Building on a comment by Douglas, one approach to automating generalized fonts could be to create them by example via statistical machine learning.
Imagine, when I was walking by those chess stores in Greenwich Village that started this line of thinking, if I had taken the pawn from every chess set, and had fed all those shapes in to a computer program, with the instruction “this is a pawn”. Now imagine I had done the same for all the bishops, etc.
The software would have two kinds of labeling information to work from: (1) These are all pawns, and (2) This group of pieces (knight, bishop, etc.) are all from the same set.
It would be interesting to see whether statistical machine learning could make use of that labeling. Not just to be able to assert, given a new piece, “this is a bishop”, or “these two pieces belong to the same set”, but to make the more interesting assertion: “Here is a chess set that nobody has ever seen before, which is a weighted mix of these other example sets”.
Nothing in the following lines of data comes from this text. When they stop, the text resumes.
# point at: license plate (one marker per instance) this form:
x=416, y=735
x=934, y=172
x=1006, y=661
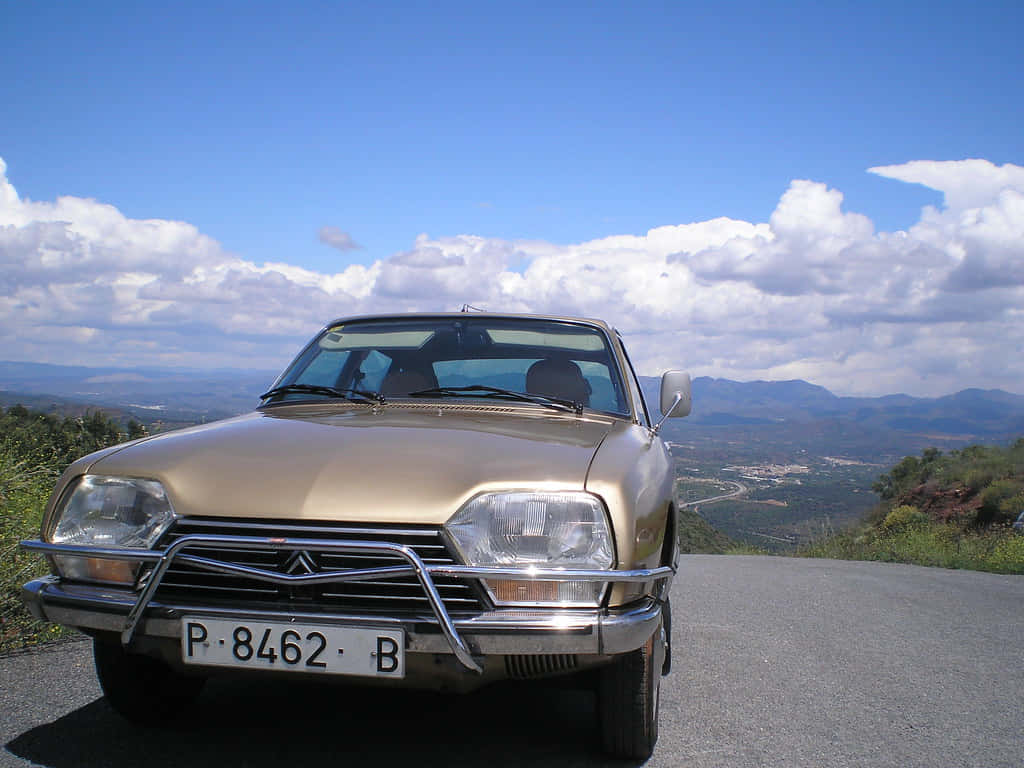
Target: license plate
x=293, y=647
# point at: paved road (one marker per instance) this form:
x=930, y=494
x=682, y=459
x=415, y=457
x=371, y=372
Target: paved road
x=778, y=663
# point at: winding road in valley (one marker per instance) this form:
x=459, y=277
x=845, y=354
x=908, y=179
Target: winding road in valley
x=739, y=489
x=778, y=662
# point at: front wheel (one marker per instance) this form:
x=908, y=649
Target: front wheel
x=141, y=689
x=628, y=699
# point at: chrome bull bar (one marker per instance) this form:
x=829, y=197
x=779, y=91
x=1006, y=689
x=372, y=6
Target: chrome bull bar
x=416, y=566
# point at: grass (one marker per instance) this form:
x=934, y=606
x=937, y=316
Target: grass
x=938, y=545
x=23, y=497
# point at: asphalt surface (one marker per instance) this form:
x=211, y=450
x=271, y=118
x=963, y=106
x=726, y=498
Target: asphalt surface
x=778, y=663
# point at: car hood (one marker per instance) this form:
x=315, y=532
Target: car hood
x=353, y=463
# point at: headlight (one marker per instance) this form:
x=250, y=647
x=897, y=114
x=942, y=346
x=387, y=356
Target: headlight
x=566, y=529
x=114, y=513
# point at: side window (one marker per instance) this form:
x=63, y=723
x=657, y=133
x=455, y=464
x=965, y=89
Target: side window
x=637, y=392
x=602, y=392
x=325, y=369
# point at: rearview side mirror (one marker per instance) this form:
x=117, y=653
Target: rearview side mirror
x=676, y=384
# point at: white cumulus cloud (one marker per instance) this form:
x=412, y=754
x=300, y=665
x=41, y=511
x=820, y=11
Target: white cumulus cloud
x=814, y=292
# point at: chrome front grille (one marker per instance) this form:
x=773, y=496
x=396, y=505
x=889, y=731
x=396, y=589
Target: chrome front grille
x=388, y=596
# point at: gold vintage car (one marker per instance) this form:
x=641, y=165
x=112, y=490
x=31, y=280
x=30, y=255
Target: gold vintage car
x=438, y=501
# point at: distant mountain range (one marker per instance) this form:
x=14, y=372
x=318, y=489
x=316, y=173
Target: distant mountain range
x=794, y=413
x=970, y=412
x=801, y=415
x=148, y=394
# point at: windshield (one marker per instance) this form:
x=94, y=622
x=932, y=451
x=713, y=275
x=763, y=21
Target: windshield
x=442, y=356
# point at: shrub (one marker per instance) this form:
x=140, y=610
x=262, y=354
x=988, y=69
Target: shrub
x=904, y=517
x=1008, y=556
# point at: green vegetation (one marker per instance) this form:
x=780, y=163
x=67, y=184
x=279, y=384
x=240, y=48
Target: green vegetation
x=951, y=511
x=696, y=535
x=35, y=448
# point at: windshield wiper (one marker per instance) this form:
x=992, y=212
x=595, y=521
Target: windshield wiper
x=355, y=395
x=482, y=390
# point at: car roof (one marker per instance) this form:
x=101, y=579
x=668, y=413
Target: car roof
x=475, y=314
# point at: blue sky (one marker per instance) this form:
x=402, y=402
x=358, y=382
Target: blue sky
x=259, y=124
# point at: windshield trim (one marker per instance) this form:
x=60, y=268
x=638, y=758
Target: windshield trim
x=617, y=371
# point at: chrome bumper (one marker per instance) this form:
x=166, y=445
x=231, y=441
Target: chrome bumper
x=508, y=631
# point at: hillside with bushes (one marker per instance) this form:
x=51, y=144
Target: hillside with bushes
x=35, y=449
x=950, y=510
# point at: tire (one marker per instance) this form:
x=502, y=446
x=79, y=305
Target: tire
x=628, y=700
x=141, y=689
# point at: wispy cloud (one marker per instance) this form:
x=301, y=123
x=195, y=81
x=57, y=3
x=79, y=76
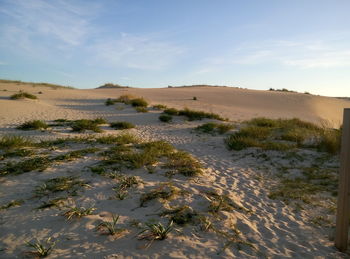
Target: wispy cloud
x=145, y=52
x=302, y=54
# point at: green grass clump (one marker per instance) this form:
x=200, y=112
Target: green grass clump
x=33, y=125
x=122, y=125
x=181, y=215
x=139, y=102
x=28, y=165
x=68, y=184
x=165, y=118
x=171, y=111
x=69, y=156
x=110, y=227
x=154, y=232
x=41, y=249
x=11, y=204
x=159, y=107
x=141, y=109
x=78, y=212
x=84, y=124
x=164, y=192
x=183, y=163
x=212, y=127
x=119, y=140
x=12, y=142
x=23, y=95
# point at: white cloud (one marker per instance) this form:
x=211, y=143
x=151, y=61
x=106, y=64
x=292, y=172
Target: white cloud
x=302, y=54
x=140, y=52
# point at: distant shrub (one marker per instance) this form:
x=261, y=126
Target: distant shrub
x=171, y=111
x=159, y=107
x=165, y=118
x=22, y=95
x=122, y=125
x=141, y=109
x=199, y=115
x=139, y=102
x=33, y=125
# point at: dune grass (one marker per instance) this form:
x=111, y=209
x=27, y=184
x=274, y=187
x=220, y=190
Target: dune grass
x=269, y=134
x=213, y=128
x=23, y=95
x=33, y=125
x=121, y=125
x=165, y=118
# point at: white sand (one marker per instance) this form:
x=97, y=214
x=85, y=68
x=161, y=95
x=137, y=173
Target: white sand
x=273, y=228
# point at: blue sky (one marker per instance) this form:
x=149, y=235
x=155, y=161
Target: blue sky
x=303, y=45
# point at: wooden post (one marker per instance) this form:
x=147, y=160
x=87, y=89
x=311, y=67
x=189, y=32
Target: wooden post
x=343, y=206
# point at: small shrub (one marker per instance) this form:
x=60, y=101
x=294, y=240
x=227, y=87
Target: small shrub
x=22, y=95
x=41, y=249
x=33, y=125
x=110, y=228
x=141, y=109
x=156, y=231
x=165, y=118
x=171, y=111
x=78, y=212
x=122, y=125
x=139, y=102
x=11, y=142
x=159, y=107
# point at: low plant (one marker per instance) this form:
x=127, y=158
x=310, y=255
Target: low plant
x=33, y=125
x=78, y=212
x=141, y=109
x=165, y=118
x=122, y=125
x=12, y=204
x=159, y=107
x=41, y=249
x=155, y=231
x=12, y=142
x=23, y=95
x=110, y=227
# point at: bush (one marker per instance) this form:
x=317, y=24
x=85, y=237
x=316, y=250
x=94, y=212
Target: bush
x=171, y=111
x=139, y=102
x=22, y=95
x=33, y=125
x=122, y=125
x=141, y=109
x=165, y=118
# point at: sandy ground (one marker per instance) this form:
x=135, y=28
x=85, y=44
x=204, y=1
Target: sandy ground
x=274, y=229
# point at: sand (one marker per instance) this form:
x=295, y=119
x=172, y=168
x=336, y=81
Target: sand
x=271, y=228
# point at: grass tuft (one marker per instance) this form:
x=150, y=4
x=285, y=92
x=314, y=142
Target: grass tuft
x=33, y=125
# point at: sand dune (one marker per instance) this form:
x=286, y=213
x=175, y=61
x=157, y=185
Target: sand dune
x=253, y=226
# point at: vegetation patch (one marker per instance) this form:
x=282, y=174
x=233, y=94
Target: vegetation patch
x=33, y=125
x=122, y=125
x=212, y=128
x=23, y=95
x=269, y=134
x=165, y=118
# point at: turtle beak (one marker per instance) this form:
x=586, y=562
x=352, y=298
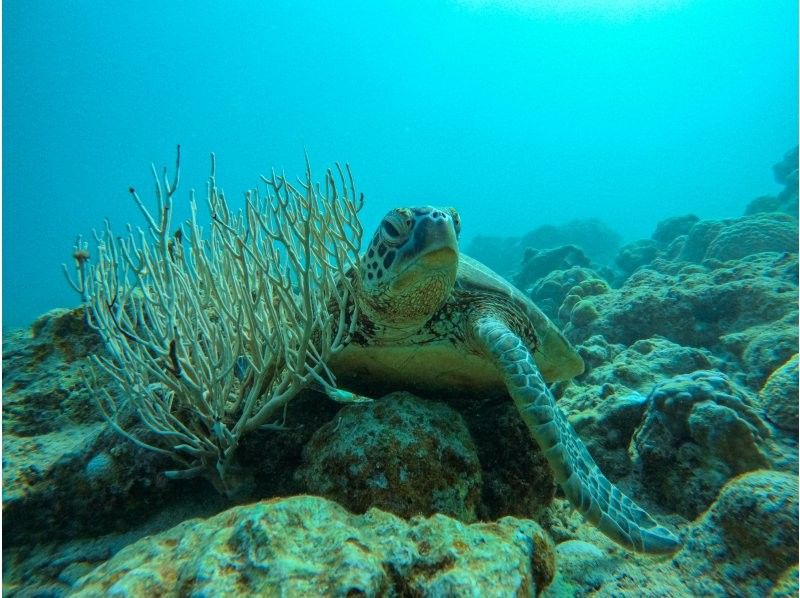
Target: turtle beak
x=439, y=258
x=439, y=242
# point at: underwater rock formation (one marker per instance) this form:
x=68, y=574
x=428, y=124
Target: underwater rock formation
x=702, y=305
x=699, y=431
x=517, y=479
x=597, y=240
x=670, y=229
x=747, y=540
x=779, y=396
x=537, y=263
x=401, y=454
x=637, y=254
x=732, y=239
x=594, y=240
x=785, y=173
x=65, y=472
x=606, y=405
x=550, y=291
x=305, y=546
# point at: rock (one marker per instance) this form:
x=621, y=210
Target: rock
x=307, y=546
x=697, y=305
x=699, y=431
x=538, y=263
x=548, y=293
x=732, y=239
x=786, y=201
x=779, y=396
x=754, y=234
x=763, y=348
x=635, y=255
x=607, y=403
x=401, y=454
x=787, y=586
x=580, y=294
x=65, y=473
x=785, y=171
x=670, y=229
x=599, y=242
x=583, y=313
x=501, y=254
x=747, y=540
x=517, y=480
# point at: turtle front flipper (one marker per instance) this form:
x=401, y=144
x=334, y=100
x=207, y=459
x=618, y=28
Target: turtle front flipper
x=600, y=502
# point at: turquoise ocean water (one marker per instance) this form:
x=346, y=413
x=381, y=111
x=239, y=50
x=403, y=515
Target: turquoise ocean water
x=517, y=113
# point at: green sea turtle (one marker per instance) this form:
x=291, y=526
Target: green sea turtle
x=435, y=320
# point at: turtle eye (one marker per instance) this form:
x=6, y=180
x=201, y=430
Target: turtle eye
x=396, y=226
x=456, y=220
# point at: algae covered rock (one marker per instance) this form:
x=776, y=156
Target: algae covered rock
x=671, y=228
x=538, y=263
x=308, y=546
x=747, y=540
x=698, y=305
x=786, y=201
x=637, y=254
x=755, y=234
x=517, y=479
x=699, y=431
x=549, y=293
x=402, y=454
x=779, y=396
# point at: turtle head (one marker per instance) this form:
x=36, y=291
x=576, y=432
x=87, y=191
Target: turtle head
x=410, y=265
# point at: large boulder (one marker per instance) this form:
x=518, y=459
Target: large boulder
x=699, y=431
x=308, y=546
x=401, y=454
x=747, y=540
x=700, y=306
x=779, y=396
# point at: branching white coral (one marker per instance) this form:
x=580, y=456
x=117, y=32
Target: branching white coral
x=209, y=336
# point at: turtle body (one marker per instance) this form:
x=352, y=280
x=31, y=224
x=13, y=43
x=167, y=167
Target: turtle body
x=435, y=322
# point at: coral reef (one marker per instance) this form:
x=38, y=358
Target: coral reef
x=597, y=240
x=517, y=480
x=550, y=291
x=688, y=403
x=699, y=431
x=779, y=396
x=671, y=228
x=537, y=263
x=400, y=454
x=261, y=549
x=702, y=306
x=747, y=540
x=785, y=173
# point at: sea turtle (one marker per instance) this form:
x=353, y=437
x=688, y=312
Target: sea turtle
x=433, y=319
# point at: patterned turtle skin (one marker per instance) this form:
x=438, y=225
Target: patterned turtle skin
x=433, y=321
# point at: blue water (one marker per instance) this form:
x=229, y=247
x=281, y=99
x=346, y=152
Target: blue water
x=631, y=111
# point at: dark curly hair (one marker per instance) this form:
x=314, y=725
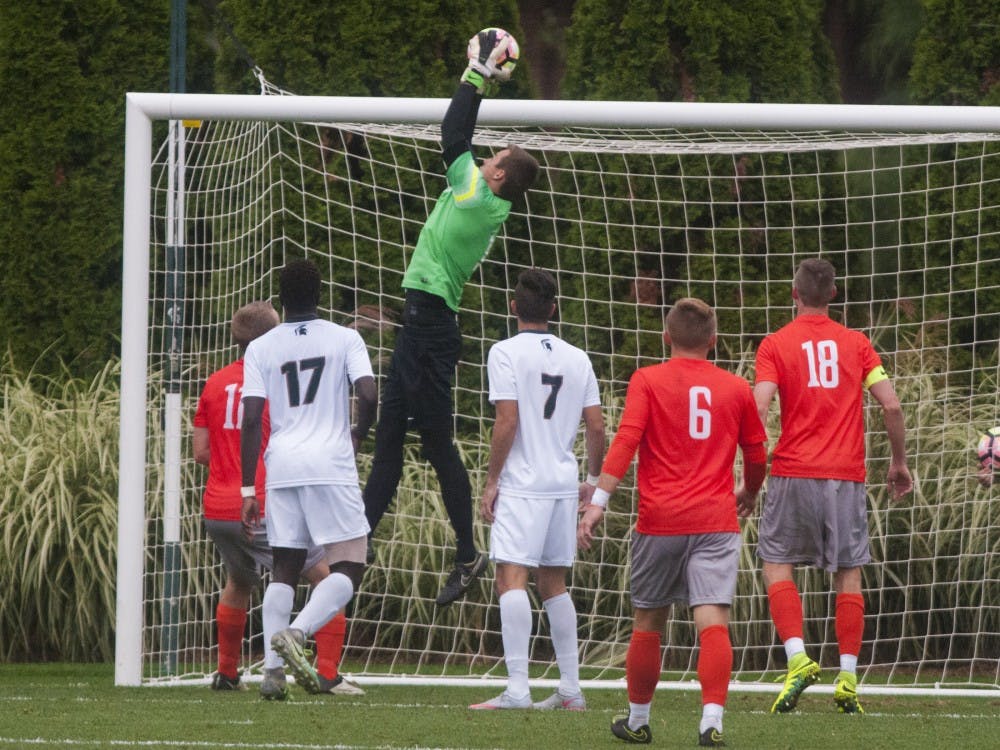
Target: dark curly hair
x=299, y=286
x=534, y=295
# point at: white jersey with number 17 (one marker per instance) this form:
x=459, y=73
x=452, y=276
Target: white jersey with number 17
x=305, y=369
x=552, y=382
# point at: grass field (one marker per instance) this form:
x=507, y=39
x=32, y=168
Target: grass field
x=77, y=706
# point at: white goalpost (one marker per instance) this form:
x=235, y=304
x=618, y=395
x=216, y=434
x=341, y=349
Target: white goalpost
x=637, y=204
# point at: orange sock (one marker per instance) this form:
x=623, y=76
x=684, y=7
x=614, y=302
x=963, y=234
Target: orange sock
x=642, y=666
x=715, y=664
x=786, y=609
x=850, y=623
x=330, y=645
x=230, y=624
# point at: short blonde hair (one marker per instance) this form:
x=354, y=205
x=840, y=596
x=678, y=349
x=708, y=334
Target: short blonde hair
x=815, y=282
x=691, y=323
x=253, y=320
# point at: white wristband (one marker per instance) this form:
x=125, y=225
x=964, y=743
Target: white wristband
x=600, y=498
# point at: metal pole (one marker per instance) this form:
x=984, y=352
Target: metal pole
x=175, y=348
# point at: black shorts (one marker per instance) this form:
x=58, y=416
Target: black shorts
x=422, y=370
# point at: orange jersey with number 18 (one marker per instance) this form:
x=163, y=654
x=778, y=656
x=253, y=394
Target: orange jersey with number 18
x=821, y=369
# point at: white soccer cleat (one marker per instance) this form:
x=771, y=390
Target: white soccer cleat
x=502, y=701
x=559, y=701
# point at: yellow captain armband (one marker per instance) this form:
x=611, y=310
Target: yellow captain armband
x=875, y=376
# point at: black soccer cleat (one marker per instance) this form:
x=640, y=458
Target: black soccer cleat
x=621, y=730
x=224, y=682
x=461, y=578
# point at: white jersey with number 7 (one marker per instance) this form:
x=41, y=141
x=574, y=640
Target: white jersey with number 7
x=552, y=382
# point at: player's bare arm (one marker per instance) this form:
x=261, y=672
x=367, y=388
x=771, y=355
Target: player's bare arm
x=504, y=430
x=200, y=445
x=594, y=439
x=754, y=471
x=366, y=409
x=592, y=515
x=250, y=440
x=898, y=478
x=763, y=393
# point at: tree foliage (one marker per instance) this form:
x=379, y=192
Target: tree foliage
x=690, y=50
x=957, y=55
x=64, y=68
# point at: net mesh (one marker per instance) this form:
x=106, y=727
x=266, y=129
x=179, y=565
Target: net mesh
x=628, y=221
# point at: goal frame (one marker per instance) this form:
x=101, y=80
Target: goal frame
x=143, y=109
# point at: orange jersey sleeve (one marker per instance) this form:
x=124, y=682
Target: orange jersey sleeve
x=686, y=418
x=821, y=369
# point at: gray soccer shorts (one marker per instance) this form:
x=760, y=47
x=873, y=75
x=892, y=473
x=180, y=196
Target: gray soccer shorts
x=694, y=569
x=819, y=522
x=244, y=560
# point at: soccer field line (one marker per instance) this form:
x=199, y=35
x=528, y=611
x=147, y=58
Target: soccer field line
x=63, y=742
x=396, y=705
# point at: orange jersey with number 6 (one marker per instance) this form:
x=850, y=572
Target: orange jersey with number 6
x=686, y=418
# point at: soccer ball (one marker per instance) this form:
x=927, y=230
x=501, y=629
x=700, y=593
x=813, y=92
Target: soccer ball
x=989, y=450
x=507, y=60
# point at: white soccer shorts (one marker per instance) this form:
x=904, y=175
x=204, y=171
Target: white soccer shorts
x=534, y=532
x=299, y=517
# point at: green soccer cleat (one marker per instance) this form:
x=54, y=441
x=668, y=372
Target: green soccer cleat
x=845, y=694
x=711, y=737
x=273, y=687
x=621, y=730
x=289, y=644
x=338, y=686
x=802, y=672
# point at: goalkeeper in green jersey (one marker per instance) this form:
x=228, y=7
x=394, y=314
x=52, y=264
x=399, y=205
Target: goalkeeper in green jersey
x=417, y=392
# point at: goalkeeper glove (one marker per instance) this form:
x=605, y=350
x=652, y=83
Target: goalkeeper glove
x=481, y=66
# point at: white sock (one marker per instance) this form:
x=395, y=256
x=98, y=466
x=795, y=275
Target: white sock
x=794, y=647
x=562, y=626
x=711, y=716
x=515, y=628
x=638, y=714
x=328, y=597
x=849, y=663
x=276, y=610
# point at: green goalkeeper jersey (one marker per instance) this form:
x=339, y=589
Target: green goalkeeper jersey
x=458, y=233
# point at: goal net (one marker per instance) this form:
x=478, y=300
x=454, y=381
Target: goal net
x=628, y=219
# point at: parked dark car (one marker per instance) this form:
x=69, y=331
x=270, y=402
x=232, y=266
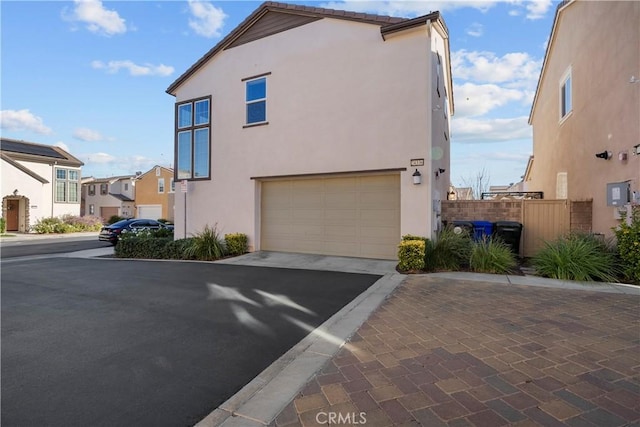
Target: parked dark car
x=111, y=233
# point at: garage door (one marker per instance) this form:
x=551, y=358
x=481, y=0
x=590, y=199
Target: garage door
x=149, y=211
x=346, y=216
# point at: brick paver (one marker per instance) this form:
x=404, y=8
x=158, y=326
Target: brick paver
x=450, y=353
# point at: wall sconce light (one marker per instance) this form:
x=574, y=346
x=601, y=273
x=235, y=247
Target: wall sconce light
x=606, y=155
x=417, y=177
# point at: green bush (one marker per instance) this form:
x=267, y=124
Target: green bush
x=449, y=251
x=206, y=245
x=577, y=257
x=628, y=247
x=411, y=255
x=237, y=243
x=492, y=256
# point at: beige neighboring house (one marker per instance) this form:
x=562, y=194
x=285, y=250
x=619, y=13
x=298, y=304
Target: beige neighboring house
x=588, y=103
x=105, y=197
x=155, y=194
x=38, y=181
x=306, y=128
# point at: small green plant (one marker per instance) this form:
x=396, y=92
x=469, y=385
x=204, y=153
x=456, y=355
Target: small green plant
x=449, y=251
x=492, y=255
x=577, y=257
x=206, y=245
x=237, y=243
x=411, y=255
x=628, y=246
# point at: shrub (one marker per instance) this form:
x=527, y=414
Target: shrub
x=411, y=255
x=492, y=256
x=113, y=219
x=577, y=257
x=449, y=251
x=237, y=243
x=206, y=245
x=628, y=246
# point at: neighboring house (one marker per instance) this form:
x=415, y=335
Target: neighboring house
x=105, y=197
x=38, y=181
x=586, y=111
x=155, y=194
x=304, y=128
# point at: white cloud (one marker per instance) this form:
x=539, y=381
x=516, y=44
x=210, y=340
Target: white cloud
x=475, y=30
x=23, y=120
x=516, y=67
x=207, y=20
x=134, y=69
x=476, y=100
x=490, y=130
x=85, y=134
x=97, y=19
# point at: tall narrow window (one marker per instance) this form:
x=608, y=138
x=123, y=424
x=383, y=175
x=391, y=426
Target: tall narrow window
x=565, y=95
x=193, y=139
x=256, y=99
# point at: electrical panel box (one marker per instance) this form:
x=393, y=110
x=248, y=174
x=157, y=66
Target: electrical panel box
x=618, y=193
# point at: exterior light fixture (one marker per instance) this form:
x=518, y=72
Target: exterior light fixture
x=417, y=177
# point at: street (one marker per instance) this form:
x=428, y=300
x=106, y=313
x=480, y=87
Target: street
x=125, y=342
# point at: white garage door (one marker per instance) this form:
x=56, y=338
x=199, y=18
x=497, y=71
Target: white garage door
x=149, y=211
x=345, y=216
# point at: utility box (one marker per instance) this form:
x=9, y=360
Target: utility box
x=618, y=193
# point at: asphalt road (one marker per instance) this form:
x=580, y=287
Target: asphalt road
x=11, y=249
x=110, y=342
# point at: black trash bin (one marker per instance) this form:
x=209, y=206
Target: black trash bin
x=466, y=226
x=509, y=232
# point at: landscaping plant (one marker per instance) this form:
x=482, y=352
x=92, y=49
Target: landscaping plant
x=577, y=257
x=206, y=245
x=628, y=247
x=492, y=255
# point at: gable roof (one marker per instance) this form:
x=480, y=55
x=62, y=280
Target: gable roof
x=561, y=6
x=39, y=153
x=273, y=17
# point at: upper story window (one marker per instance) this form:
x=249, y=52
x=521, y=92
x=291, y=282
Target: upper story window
x=67, y=185
x=565, y=95
x=193, y=141
x=256, y=99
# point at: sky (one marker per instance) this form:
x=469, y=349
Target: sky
x=90, y=76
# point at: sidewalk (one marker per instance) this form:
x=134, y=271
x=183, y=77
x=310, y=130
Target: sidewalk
x=452, y=352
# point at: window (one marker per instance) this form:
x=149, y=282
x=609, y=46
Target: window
x=256, y=99
x=565, y=95
x=193, y=142
x=67, y=185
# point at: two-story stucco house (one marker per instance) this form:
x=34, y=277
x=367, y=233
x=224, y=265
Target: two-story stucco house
x=317, y=131
x=155, y=193
x=106, y=197
x=586, y=111
x=38, y=181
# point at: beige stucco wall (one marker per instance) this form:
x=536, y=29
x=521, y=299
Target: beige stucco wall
x=147, y=191
x=339, y=99
x=600, y=42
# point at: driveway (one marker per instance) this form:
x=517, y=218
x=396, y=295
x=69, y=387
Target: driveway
x=116, y=342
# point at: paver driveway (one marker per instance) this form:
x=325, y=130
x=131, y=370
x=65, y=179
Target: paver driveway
x=140, y=343
x=446, y=352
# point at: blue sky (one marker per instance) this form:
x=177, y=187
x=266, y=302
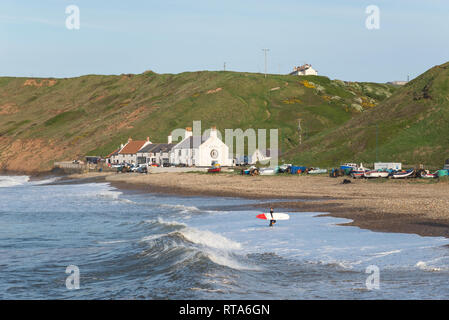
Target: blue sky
x=173, y=36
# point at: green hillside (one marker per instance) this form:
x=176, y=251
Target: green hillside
x=43, y=120
x=413, y=128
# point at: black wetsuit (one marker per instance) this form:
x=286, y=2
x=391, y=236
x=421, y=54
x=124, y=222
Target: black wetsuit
x=272, y=221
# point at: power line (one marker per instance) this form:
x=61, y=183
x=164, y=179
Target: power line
x=265, y=51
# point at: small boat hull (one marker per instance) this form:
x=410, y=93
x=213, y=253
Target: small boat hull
x=403, y=175
x=376, y=174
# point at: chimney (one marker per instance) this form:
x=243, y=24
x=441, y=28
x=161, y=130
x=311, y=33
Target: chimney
x=213, y=131
x=188, y=132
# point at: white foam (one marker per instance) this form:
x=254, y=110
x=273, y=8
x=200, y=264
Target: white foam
x=423, y=266
x=109, y=194
x=111, y=242
x=166, y=222
x=45, y=181
x=11, y=181
x=209, y=239
x=225, y=260
x=181, y=207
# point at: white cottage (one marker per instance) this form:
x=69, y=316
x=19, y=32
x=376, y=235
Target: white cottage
x=127, y=153
x=200, y=151
x=304, y=70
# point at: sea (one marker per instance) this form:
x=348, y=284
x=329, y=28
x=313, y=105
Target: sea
x=63, y=240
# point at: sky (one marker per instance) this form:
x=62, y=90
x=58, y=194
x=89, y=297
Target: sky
x=174, y=36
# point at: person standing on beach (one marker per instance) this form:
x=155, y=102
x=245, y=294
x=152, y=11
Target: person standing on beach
x=272, y=221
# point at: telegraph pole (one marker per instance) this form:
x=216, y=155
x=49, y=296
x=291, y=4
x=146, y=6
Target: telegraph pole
x=377, y=142
x=265, y=51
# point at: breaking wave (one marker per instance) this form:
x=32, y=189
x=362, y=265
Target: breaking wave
x=194, y=245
And it would be interesting to compare this automated approach to the old fashioned one of manually analyzing the structural parts of a chess piece (as I have been doing), in order to build new variations.
Each approach would have its advantages. The statistical machine learning approach could potentially get a lot further faster, but it would be unlikely to ever be able to tell us how and why it made its choices. For actual insight, I believe the manual labeling analysis/synthesis approach will win hands down.
Here’s an example of someone taking the automatic approach:
http://graphics.stanford.edu/~kalo/papers/ShapeSynthesis/index.html
It’s a great paper — I am looking forward to the presentation at SIGGRAPH this summer — and it also illustrates the odd tradeoff with statistical machine learning. It gives you the ability to generate lots of things, which is incredibly useful, but you are left without an understandable model of what is going on.